Pauvre homme ! si vous saviez imiter Pie IX de loin seulement, vous n’auriez pas constamment au cœur cette rage satanique qui vous pousse à vous ruer, comme un Vandale ivre, contre tout ce qui tend à brider vos passions, surtout votre immense orgueil.
Il est curieux de vous voir épouser chaudement la cause de la minorité du Concile du Vatican, et de vous entendre affirmer qu’on aurait dû adopter ses opinions, quand, à propos de n’importe quelle assemblée délibérante, vous soutenez comme vérité indéniable que c’est la majorité qui fait la loi et que tout ce qu’elle décrète est juste, obligatoire et même sacré. Mais si l’opinion de la majorité est infiniment respectable, lorsque cette majorité se compose de laïque, pourquoi n’en serait-il pas de même quand elle est formée des princes de l’Église ? La blouse, surtout la blouse révolutionnaire, communique-t-elle aux votes une vertu que ne possède pas la mitre ? Veuillez, M. Dessaulles, réfléchir là-dessus et nous expliquer ensuite le mystère de vos contradictions.
Comme la majorité ne fait pas le vrai et qu’elle est tout aussi exposée à errer que la minorité dans ses opinions, puisque rien ne lui garantit l’infaillibilité, il en résulte que le véritable Concile et par conséquent l’Église du Christ, ne se trouve pas là où il y a le plus d’Évêques du même sentiment, mais là où sont les Évêques unis au Pape, qu’ils soient en petit nombre ou en grand nombre, peu importe. Jésus-Christ a voulu qu’il en fut ainsi et il faut, quoi qu’en dise l’orgueil, en passer par là. Donc, c’est une question parfaitement oiseuse, au sujet des Conciles, que de parler de majorité ou de minorité.

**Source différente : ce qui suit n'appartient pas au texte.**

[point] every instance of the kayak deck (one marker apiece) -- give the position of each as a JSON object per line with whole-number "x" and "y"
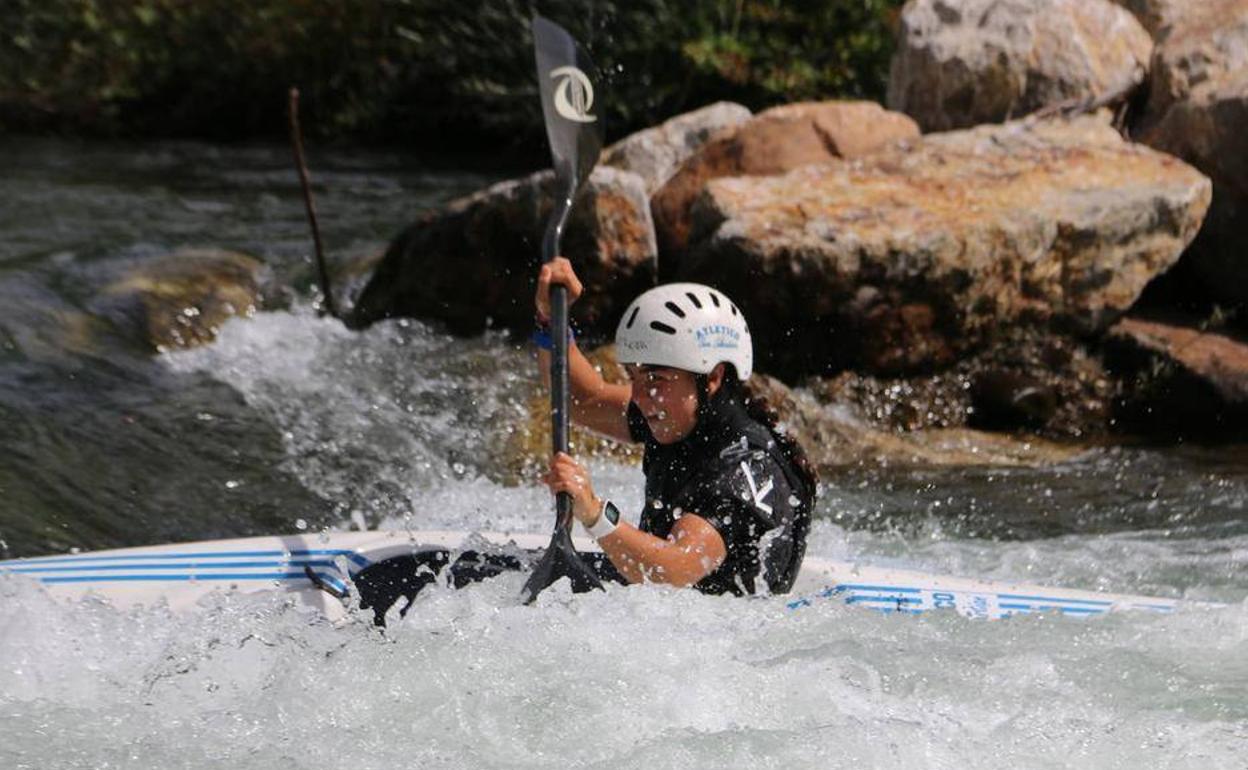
{"x": 321, "y": 569}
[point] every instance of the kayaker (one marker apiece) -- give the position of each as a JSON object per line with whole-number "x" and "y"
{"x": 728, "y": 496}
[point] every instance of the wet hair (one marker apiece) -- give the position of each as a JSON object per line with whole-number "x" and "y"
{"x": 760, "y": 409}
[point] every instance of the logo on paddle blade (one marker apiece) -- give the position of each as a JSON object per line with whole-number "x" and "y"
{"x": 573, "y": 94}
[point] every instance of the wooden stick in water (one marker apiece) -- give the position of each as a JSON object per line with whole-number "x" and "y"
{"x": 301, "y": 165}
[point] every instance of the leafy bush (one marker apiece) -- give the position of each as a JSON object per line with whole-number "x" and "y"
{"x": 416, "y": 69}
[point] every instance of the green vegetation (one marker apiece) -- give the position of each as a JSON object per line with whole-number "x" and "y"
{"x": 414, "y": 69}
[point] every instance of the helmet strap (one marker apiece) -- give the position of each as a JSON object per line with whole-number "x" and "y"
{"x": 703, "y": 383}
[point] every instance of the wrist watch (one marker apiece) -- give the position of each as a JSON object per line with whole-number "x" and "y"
{"x": 608, "y": 518}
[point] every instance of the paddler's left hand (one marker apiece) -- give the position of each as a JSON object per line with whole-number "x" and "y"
{"x": 569, "y": 476}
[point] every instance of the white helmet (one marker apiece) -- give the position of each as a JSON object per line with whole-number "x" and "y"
{"x": 685, "y": 326}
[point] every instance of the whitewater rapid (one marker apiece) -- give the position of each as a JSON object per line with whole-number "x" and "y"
{"x": 394, "y": 423}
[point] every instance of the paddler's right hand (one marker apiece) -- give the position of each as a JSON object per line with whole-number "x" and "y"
{"x": 555, "y": 271}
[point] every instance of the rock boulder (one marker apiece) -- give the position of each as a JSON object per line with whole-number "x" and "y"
{"x": 905, "y": 260}
{"x": 962, "y": 63}
{"x": 1198, "y": 110}
{"x": 655, "y": 154}
{"x": 181, "y": 300}
{"x": 1181, "y": 378}
{"x": 775, "y": 141}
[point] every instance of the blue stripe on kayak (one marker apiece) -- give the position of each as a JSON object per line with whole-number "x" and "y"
{"x": 222, "y": 554}
{"x": 1065, "y": 608}
{"x": 187, "y": 565}
{"x": 179, "y": 577}
{"x": 1055, "y": 599}
{"x": 885, "y": 599}
{"x": 889, "y": 588}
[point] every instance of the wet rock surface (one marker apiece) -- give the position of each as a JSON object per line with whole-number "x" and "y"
{"x": 1023, "y": 381}
{"x": 962, "y": 63}
{"x": 655, "y": 154}
{"x": 181, "y": 300}
{"x": 1181, "y": 380}
{"x": 1197, "y": 111}
{"x": 773, "y": 142}
{"x": 909, "y": 258}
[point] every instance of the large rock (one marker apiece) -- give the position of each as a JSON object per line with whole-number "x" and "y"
{"x": 836, "y": 436}
{"x": 907, "y": 258}
{"x": 180, "y": 301}
{"x": 655, "y": 154}
{"x": 1181, "y": 380}
{"x": 775, "y": 141}
{"x": 1198, "y": 110}
{"x": 473, "y": 263}
{"x": 962, "y": 63}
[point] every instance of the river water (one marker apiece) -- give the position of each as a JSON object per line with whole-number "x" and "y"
{"x": 290, "y": 421}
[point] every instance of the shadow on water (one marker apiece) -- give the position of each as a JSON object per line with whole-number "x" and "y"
{"x": 102, "y": 446}
{"x": 105, "y": 444}
{"x": 1181, "y": 491}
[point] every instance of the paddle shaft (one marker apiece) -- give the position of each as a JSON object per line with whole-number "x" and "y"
{"x": 559, "y": 402}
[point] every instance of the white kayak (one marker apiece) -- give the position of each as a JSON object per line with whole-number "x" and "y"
{"x": 383, "y": 568}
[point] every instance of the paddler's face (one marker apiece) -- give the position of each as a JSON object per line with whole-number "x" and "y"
{"x": 668, "y": 399}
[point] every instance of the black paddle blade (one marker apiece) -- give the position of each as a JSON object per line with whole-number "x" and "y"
{"x": 560, "y": 560}
{"x": 565, "y": 77}
{"x": 574, "y": 124}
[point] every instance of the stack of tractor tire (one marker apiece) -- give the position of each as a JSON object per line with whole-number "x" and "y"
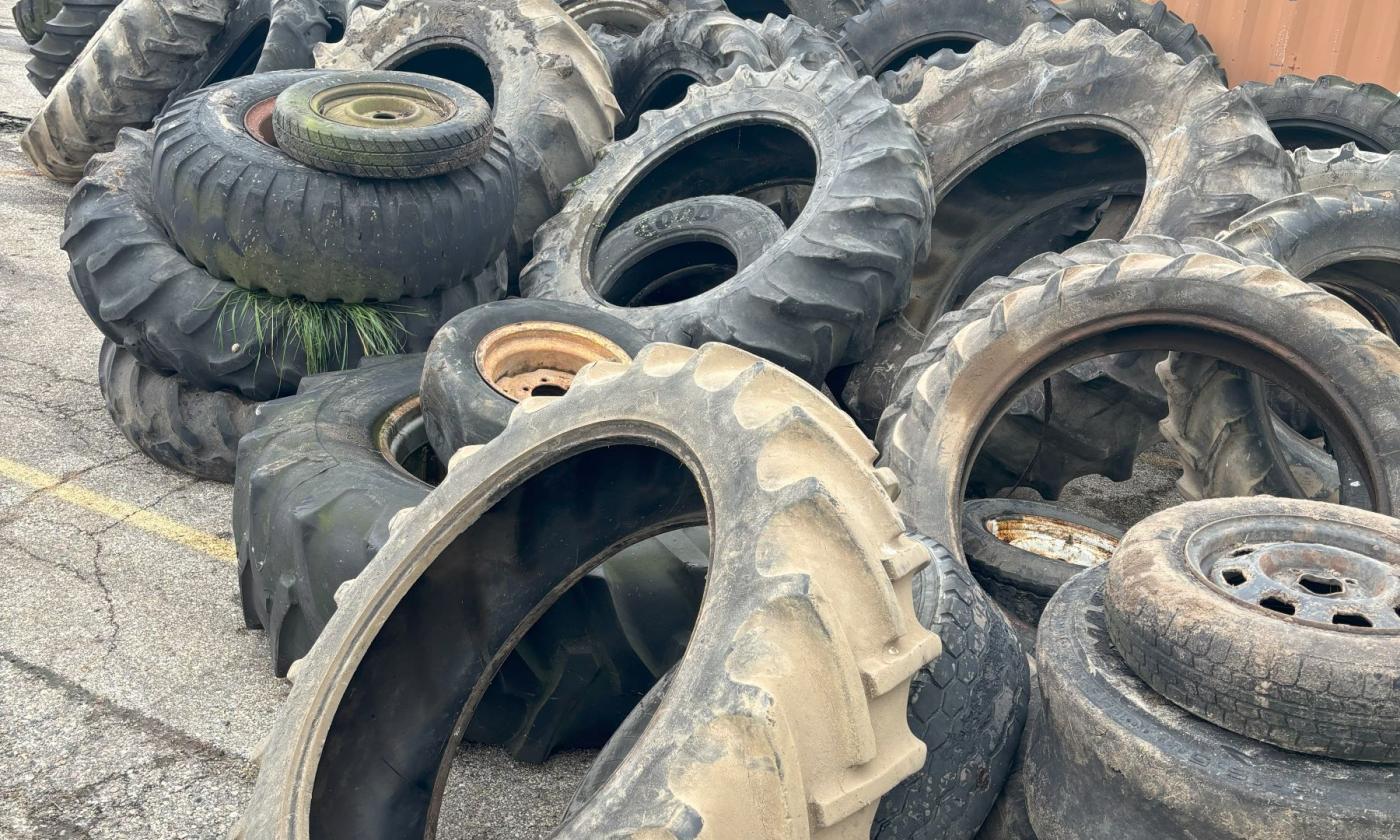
{"x": 738, "y": 389}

Seulement, quand la majorité des Pères d’un concile œcuménique, et surtout la grande majorité pense comme le Pape, c’est un spectacle plus consolant que quand il se produit de malheureuses scissions. Mais alors, les seuls à plaindre sont ceux qui s’obstinent dans leurs sentiments propres. Pour l’Église du Christ, elle est toujours là où est Pierre, selon la belle parole de Saint Ambroise.
Les Pères de la minorité ne vous donnent pas complète satisfaction cependant : ils ont fini par adhérer au dogme de l’infaillibilité. « C’est triste, dites-vous, que de voir tant d’hommes éminents par leur savoir et leurs vertus préférer abdiquer leur conscience plutôt que de maintenir inflexiblement ce qu’ils ont démontré avec évidence être le vrai : »
Ils n’avaient pas démontré avec évidence qu’ils étaient dans le vrai, puisque l’Église, qu’inspire et dirige l’Esprit-Saint, a prononcé contre eux. Ils ont reconnu qu’ils avaient eu tort, et ils ont eu, en se soumettant consciencieusement aux décisions de l’Église, un esprit de foi et d’humilité que vous n’êtes pas en état de comprendre, car l’Écriture dit que l’homme animal ne peut pas percevoir les choses de Dieu.